I have an application which uses DirectX, and hence a left-handed world-coordinate systen, a view which looks down positive z and a projection which projects into the unit cube but with z from 0..1.
I'm porting this application to OpenGL, and OpenGL has a different coordinate system etc. In particular, it's right-handed, the view looks down along negative z, and the projection is into the real unit cube.
What is the easiest way to adapt the DirectX matrices to OpenGL? The world-space change seems to be easy, just by flipping the x-axis, but I'm not entirely sure how to change the view/projection. I can modify all of the matrices individually before multiplying them together and sending them off to my shader. If possible, I would like to stick with the DirectX based coordinate system as far down the pipeline as possible (i.e. I don't want to change where I place my objects, how I compute my view frustum, etc. -- ideally, I'll only apply some modification to the matrices right before handing them over to my shaders.)
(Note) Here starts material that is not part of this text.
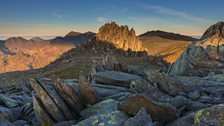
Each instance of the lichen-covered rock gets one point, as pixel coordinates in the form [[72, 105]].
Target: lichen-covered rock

The answer is: There's no need to flip anything, only to tweak the depth range. OpenGL has -1..1, and DX has 0..1. You can use the DX matrices just as before, and only multiply a scale/bias matrix at the end on top of the projection matrix to scale the depth values from 0..1 to -1..1.
There is an age-old extension for OpenGL exactly for that: GL_ARB_TRANSPOSE_MATRIX. It transposes matrices on GPU and should be available on every video card.